Patrick Boucheron, François Hartog, L’Histoire à venir, Anacharsis, 2018, 77 p.

 Face à l’injonction des mémoires, à l’instrumentalisation du passé et à l’obsession du présentisme, l’historien est toujours plus sollicité, sommé de donner un avis sur tout y compris dans l’instant. D’où la nécessité, pour la communauté des historiens, de réfléchir au statut de leur discipline et aux rapports qu’elle entretient avec la société dans un contexte où la circulation de l’information s’accélère et se diversifie toujours plus.

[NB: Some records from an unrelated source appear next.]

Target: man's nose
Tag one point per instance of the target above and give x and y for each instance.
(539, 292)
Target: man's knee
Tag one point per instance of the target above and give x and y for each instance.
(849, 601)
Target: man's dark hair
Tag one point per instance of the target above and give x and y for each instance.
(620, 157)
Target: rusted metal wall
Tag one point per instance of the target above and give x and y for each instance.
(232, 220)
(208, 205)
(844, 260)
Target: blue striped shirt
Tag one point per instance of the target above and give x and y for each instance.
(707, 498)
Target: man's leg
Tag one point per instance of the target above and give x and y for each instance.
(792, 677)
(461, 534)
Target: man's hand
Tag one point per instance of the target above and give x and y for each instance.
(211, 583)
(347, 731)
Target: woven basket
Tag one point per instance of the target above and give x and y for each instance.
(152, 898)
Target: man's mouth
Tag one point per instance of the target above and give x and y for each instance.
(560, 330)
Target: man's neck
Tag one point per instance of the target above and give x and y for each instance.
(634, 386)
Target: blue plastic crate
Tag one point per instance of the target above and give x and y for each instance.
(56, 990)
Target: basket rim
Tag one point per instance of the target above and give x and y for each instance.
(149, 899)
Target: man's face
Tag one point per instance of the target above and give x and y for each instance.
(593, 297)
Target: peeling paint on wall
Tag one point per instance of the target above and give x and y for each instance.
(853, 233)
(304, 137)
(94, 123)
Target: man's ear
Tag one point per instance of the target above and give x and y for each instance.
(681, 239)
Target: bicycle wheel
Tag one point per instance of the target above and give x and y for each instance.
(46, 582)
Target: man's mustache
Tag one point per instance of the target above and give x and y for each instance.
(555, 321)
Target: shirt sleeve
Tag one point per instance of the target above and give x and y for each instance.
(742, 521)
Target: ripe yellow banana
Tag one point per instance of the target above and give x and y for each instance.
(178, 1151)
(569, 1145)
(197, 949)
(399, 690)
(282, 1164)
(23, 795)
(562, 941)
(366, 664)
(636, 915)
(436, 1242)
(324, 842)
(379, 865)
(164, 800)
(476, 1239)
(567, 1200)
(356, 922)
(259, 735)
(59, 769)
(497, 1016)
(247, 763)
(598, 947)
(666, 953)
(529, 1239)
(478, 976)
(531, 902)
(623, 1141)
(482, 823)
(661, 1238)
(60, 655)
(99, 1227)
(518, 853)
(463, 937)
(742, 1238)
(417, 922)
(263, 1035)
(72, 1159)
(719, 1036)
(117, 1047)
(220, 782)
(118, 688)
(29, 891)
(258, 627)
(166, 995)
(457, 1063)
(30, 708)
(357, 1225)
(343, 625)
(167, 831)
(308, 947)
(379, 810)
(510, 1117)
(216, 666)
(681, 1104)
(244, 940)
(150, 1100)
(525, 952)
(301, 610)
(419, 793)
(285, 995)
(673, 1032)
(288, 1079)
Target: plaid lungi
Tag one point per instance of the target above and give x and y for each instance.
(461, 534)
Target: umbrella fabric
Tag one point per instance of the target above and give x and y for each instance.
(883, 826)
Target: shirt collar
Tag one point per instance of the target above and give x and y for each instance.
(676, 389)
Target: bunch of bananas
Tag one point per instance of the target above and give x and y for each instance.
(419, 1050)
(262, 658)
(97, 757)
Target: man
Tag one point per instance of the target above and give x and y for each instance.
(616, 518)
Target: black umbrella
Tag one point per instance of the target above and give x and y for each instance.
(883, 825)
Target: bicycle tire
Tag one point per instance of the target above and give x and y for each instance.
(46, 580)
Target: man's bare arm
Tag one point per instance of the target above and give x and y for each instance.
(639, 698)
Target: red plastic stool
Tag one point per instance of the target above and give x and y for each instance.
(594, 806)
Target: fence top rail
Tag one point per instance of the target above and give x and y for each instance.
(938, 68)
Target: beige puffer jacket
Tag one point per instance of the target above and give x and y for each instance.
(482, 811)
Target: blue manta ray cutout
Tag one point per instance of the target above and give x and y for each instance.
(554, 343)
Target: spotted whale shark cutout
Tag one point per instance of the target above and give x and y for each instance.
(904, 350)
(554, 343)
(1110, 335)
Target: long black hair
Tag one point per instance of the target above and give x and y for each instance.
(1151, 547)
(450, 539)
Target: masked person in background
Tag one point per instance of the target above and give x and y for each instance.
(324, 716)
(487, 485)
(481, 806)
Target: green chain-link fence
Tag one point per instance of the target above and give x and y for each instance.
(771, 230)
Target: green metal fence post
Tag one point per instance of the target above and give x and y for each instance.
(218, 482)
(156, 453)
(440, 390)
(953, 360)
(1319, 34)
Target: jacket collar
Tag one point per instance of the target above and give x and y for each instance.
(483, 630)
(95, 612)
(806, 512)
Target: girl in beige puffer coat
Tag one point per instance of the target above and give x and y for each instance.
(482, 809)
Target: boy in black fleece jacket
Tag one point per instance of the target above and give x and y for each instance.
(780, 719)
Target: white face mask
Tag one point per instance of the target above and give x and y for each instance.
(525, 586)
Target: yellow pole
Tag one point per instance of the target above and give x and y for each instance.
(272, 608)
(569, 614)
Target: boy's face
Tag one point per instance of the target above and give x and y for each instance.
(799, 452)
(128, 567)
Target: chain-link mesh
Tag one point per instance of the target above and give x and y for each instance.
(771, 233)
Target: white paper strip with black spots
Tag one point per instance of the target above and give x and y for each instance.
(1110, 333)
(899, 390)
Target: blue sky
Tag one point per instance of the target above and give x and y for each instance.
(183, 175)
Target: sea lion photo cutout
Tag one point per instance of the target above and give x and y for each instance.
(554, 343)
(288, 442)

 Après le choc de la Seconde Guerre mondiale, Marc Bloch, dans Apologie pour l’histoire, rédigée en 1940, bien que publiée en 1949, exhorte alors les historiens à sortir de leur tour d’ivoire afin de ne pas passer à côté des questions essentielles de leur temps. Face à ce que l’essayiste Daniel Halévy, nomme l’accélération de l’histoire, l’historien Philippe Ariès rédige un essai d’historiographie intitulé Le Temps de l’histoire, en 1954, dans lequel, il réclame que l’histoire s’ouvre au souci contemporain dont elle est une expression : « L’historien d’aujourd’hui reconnaît sans honte qu’il appartient au monde moderne et qu’il travaille à sa manière à répondre aux inquiétudes – qu’il partage- de ses contemporains. Son optique du passé demeure liée à son présent – un présent qui n’est pas seulement une référence de méthode. »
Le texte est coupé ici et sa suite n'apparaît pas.